A José García Valles le rompieron el puente de la nariz y los tímpanos. Le apalearon de tal modo que orinaba sangre. Esta hazaña fue obra del capitán Caro, del cabo Pérez y de su compinche El Sevilla.
Pérez y El Sevilla, acompañados por otros esbirros, llegaron el 24 de agosto hacia las dos de la mañana a casa de López, un minero de Lada. López y un familiar suyo que se encontraba en la casa fueron conducidos al cuartel de la Guardia Civil de las Tejeras, cerca de Sama. Allí los apalearon hasta que se cansaron, para que declararan dónde estaba el dinero que se recolectaba para ayudar a los huelguistas.
Un familiar de un minero refirió lo siguiente:
Le despojaron de todas sus prendas y empezaron a golpearle con un tolete envuelto en un trapo (para que no dejase señales en el cuerpo). Cuando se cansaron de pegarle, la emprendieron con otros dos detenidos. Cuando de nuevo volvieron con él, la cosa fue aún más terrible. No dejaron parte de su cuerpo sin golpear y le dieron de patadas en sus partes. Así estuvieron tres días hasta que le echaron a la calle, inútil para toda su vida. Un mes después, aún tiene el rostro deformado, está medio sordo y ve muy poco. No ha vuelto a ser el hombre que era.

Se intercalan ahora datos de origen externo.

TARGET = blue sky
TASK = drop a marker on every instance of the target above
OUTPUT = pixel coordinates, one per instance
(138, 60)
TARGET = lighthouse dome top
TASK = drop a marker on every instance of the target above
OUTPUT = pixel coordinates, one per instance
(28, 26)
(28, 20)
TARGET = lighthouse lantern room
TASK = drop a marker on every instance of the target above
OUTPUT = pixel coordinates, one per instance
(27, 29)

Los sucesos de la Calle Dorado
A finales de agosto muchos huelguistas fueron llamados a presentarse a la Inspección Municipal de Sama, en la calle Dorado. Llamaron a un antiguo vigilante del Fondón, llamado Alfonso Braña, que prestaba sus servicios como cobrador en la compañía de Seguros La Previsora Bilbaína. Con él debía presentarse su esposa, Anita, madre de dos niñas, la menor de cuatro años. También fue llamado Antonio Zapico, un minero que padecía silicosis en grado bastante avanzado, y la esposa de otro minero del Fondón, Víctor Bayón, entonces preso en el penal de Cáceres por su participación en anteriores huelgas mineras. Esta mujer, Constantina Pérez, conocida familiarmente por Tina, vivía con su hija en el barrio de la Juécara de Sama.
Hubo quien al pasar por delante de este edificio de la Inspección Municipal de Policía, oyó gritos de las personas a las que se torturaba. La gente hablaba con tanto horror como indignación de lo que allí, en el primer piso, se hacía con los detenidos en el curso de los interrogatorios.

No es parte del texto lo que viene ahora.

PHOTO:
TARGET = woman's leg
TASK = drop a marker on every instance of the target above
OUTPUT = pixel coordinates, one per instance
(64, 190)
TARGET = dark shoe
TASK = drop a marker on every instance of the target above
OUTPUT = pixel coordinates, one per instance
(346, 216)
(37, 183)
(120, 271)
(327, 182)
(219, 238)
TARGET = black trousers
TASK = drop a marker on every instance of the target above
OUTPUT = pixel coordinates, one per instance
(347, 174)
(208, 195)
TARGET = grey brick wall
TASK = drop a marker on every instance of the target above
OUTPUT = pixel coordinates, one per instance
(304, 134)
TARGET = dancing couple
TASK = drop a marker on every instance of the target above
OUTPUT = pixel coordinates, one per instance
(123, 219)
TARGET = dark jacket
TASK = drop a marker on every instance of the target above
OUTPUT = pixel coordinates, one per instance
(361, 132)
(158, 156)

Cuando Alfonso Braña y su esposa, Antonio Zapico, a quien llamaban Tonín, y Constantina Pérez llegaron a la Inspección, lo primero que hizo el capitán de la Guardia Civil, Caro Leiva, fue arrojar un casco de bomba sobre la cabeza de Alfonso Braña. Aunque a consecuencia del golpe, Alfonso quedó casi inconsciente, fue fuertemente amarrado por el cabo Pérez. Y entonces, los dos verdugos la emprendieron a golpes, hasta que el cansancio les rindió, contra un hombre maniatado y desmayado. Cuando Alfonso Braña salió de las garras de sus torturadores su cara era algo deforme, y su cuerpo estaba totalmente magullado. Antes de salir, el capitán Caro le cortó el pelo con una cuchilla en varias direcciones; en unos lados le dejó enormes calvas y en otros mechones de pelo, lo que daba a la cabeza y al rostro de este minero un aspecto horrible.
Cuando le tocó el turno a Tonín, lo que hicieron con él es sólo concebible en hombres que de seres humanos lo han perdido todo.

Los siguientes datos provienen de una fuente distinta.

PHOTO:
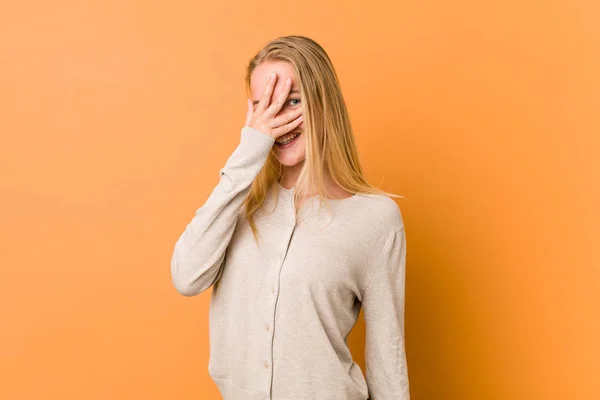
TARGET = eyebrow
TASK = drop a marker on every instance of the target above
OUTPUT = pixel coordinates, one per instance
(293, 91)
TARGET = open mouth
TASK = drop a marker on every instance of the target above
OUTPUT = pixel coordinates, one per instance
(287, 140)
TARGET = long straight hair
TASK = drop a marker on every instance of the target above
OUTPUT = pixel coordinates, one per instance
(330, 145)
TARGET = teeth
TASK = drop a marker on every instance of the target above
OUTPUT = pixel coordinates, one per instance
(288, 138)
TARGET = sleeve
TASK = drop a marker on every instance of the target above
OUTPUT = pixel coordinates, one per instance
(383, 302)
(200, 250)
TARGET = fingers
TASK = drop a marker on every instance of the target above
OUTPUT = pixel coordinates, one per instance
(287, 128)
(286, 118)
(265, 100)
(277, 104)
(249, 113)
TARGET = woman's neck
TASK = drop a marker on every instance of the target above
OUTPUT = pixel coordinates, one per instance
(290, 177)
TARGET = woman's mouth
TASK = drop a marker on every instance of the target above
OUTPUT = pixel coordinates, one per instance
(287, 140)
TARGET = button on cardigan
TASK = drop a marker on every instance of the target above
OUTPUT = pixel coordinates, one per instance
(281, 309)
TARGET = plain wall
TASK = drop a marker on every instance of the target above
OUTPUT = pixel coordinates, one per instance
(116, 116)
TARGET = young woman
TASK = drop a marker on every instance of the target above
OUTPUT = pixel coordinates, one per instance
(294, 241)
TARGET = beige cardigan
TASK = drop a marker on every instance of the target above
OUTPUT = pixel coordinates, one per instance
(281, 311)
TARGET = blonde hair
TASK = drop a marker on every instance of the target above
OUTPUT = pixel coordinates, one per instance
(330, 144)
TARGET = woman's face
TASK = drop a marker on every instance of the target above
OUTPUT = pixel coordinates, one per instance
(294, 153)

Antonio Zapico, que había pasado anteriormente por otros interrogatorios y por las cárceles franquistas, contrajo entonces una afección tuberculosa. Al ser violentado, le sobrevino un vómito de sangre. Para contenerlo, el capitán Caro le daba rodillazos en el rostro hasta que Antonio Zapico perdió el conocimiento.
Mientras se torturaba a estos dos hombres, las mujeres quedaron fuera, en otra habitación para ser interrogadas. Al oir cómo maltrataban a su marido y al otro minero, Anita empezó a gritar, a protestar, lo mismo que Constantina Pérez. Ciegas de indignación golpeaban la puerta del cuarto donde torturaban a los detenidos. Y ellas fueron también odiosamente maltratadas. Además, a estas dos mujeres, esposas de mineros y madres de familia, les cortaron el pelo al rape... Después quedaron detenidas. Anita salió en libertad días más tarde. Tina pasó a disposición del juez que entendía de los delitos de propaganda clandestina. Como resultado de la protesta, dentro y fuera de España, a los dos meses, al mismo tiempo que un grupo de mineros, también Tina recobró la libertad.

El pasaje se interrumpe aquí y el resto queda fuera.